= Disaster Girl =

Internet meme

The photograph, widely known as Disaster Girl, depicts a young girl staring into the camera while a house burns in front of her.

Disaster Girl is a meme photograph featuring a young girl staring at the camera with a house fire in front of her.

The girl in the photo, Zoë Roth, was four years old when the photo was taken in 2005.

== Photograph ==
The photograph depicts a four-year-old Zoë Roth in 2005, born in 2001, overlooking a structure fire while facing the camera, with her expression, described by The New York Times as "a devilish smirk" and "a knowing look in her eyes", jokingly implying that she was responsible for the fire.

== History ==

=== Conception ===
When Roth was four years old, in 2005, her family went to view a burning house that had been set for firefighter training in Mebane, North Carolina, United States.

The Roth family lived near a fire station in Mebane, North Carolina, and as they watched a house burning, Roth's father, an amateur photographer, took her picture.

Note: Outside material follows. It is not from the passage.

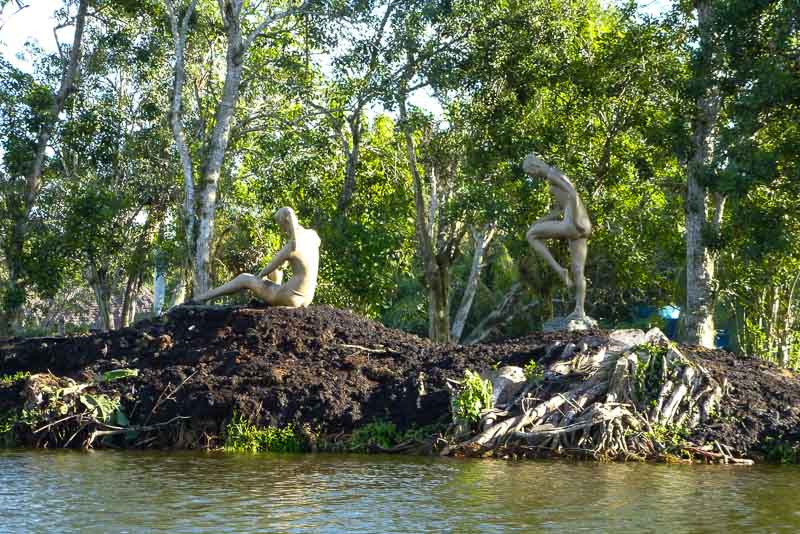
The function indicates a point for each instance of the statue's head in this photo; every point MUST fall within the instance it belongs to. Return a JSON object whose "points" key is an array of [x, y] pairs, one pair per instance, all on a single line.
{"points": [[286, 219], [533, 166]]}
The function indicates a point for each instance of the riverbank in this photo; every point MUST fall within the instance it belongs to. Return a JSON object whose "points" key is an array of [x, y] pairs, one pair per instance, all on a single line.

Her father entered it into a photo contest in 2007 and it won. The photo became famous in 2008 when it won an Emotion Capture contest in JPG magazine. Roth had given permission to use the image in educational material, but the photo had been used hundreds of times for various purposes, without the Roth family being in control.

=== Use as an internet meme ===
Disaster Girl spread as an internet meme, with many editing the photo to depict Roth overlooking historic disasters, such as the extinction of the dinosaurs or the sinking of the Titanic. Roth appreciated the spread of the meme, saying that she loves "seeing how creative people are", and that she is "super grateful for the entire experience" of being the subject of a viral meme.

=== Non-fungible token auction ===
After receiving an email in February 2021 suggesting she sell the meme as a non-fungible token (NFT) for as much as "six figures", Roth decided to sell an NFT of the photo. On April 17, 2021, Roth sold the NFT for 180 Ether, or US$486,716 to a collector identified only as @3FMusic. The Roth family retained copyright over the work, as well as an entitlement to 10 percent of proceeds when the NFT is resold. According to Roth, she sold the photograph to take control over its spread, after consulting Kyle Craven / Bad Luck Brian and Laney Griner, the mother of the child depicted in the Success Kid meme.

Roth used the proceeds of the auction to pay off her student loans after earning a BA in Peace, War, and Defense from the University of North Carolina at Chapel Hill.

== Reception ==
Marie Fazio of The New York Times described Disaster Girl as "a vital part of [internet] meme canon", considering it to be part of the internet meme "hall of fame", alongside the likes of Bad Luck Brian and Success Kid.